The article about Altair on the other hand was a chance to talk about how ‘killing someone’ is not something isolated to combat, and a chance to slander the Shadow Assassin for a bit. When talking about some other types of characters, like your hunters and rangers, it’s funny how hard it can be to represent a character who is so obviously a class like a ranger or a thief, but when you want to represent an assassin the game has no good tools for it.

Fortunately, Altair scraps out his fights 99% of the time so you’re fine.

September. A breather. Also, a character I’ve just always wanted to do in How To Be, but who doesn’t have an obvious opportunity. This one is just for me. Kaede is cool as hell, and he does mode switching and he’s equal parts a cocky asshole and a soft sweetboy, and I just think he’s neat.

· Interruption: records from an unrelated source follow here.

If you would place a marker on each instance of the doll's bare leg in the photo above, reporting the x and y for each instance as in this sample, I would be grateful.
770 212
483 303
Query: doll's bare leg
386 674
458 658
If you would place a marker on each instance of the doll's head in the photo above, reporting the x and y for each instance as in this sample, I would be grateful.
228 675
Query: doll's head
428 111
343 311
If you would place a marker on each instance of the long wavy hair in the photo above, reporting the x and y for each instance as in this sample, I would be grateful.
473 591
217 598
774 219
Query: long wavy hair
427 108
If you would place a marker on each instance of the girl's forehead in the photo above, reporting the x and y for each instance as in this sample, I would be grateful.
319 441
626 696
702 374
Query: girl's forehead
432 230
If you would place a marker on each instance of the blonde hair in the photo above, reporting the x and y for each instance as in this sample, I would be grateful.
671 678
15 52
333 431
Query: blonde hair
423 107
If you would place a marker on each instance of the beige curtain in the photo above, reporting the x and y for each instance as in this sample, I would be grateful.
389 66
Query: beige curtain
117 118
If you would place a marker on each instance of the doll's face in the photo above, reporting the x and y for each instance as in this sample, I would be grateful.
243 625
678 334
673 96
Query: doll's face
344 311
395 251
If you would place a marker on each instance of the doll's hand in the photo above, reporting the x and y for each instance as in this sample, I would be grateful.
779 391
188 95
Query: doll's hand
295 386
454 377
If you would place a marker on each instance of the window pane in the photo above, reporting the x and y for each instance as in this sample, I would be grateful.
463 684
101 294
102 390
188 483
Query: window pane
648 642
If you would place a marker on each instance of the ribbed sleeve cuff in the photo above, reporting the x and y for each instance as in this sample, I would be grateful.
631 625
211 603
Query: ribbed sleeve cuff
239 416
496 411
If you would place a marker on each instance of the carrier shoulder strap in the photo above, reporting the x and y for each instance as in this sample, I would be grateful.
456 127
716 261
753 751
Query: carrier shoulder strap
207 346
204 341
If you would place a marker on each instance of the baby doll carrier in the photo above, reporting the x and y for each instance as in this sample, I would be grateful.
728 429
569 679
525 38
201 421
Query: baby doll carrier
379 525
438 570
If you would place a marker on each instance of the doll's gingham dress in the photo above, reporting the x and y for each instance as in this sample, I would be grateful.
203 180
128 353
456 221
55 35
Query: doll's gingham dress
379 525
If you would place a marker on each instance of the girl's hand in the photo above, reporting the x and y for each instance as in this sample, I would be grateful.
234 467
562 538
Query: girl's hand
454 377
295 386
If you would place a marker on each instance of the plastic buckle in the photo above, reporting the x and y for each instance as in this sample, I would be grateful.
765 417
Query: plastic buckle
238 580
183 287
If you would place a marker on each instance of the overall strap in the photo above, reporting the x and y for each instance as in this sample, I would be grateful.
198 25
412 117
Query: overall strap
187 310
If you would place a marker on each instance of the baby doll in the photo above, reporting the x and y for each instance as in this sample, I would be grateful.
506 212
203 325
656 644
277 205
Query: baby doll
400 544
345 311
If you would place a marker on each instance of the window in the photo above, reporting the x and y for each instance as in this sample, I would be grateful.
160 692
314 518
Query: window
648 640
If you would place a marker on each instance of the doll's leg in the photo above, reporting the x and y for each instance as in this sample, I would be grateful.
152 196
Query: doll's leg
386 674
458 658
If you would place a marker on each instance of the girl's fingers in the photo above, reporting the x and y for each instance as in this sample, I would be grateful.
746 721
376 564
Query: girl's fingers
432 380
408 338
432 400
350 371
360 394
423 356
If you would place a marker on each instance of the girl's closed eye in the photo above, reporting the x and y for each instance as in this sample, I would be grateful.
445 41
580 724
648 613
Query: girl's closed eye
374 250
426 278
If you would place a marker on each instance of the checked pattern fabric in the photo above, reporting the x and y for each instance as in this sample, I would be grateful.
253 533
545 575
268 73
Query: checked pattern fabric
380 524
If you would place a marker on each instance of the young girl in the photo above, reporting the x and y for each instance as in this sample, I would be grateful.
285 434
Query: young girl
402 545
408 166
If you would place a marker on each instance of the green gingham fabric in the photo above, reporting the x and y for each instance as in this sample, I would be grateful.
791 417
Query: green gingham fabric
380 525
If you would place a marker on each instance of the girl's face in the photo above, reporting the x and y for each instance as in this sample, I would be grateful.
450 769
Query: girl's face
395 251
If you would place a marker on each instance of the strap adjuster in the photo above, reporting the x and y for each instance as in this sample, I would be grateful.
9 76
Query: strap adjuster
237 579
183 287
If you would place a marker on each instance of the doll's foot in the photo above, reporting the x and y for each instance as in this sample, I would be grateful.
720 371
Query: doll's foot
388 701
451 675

With October I progressed into full blown Locked Tomb Brain and made an article about Harrowhark Nonagesimus. What I liked here is that the article is, yes, about summoning skeletons and stuff, but more important than that is its discussion of how you represent characters of wildly different genre and power levels. Harrow is a bad teammate because that’s what the story needs her to be, so I explore ways to make a Harrow who feels like Harrow and isn’t a bad teammate.

And finally, because I feel like neglecting Fire Emblem is a real waste of an opportunity, just last month, I looked at Sothe from Path of Radiance. I liked how this one involved thinking around the definition of what a ‘build’ is for this kind of character, and talked about ways that you can translate the vibes of a character to a new form.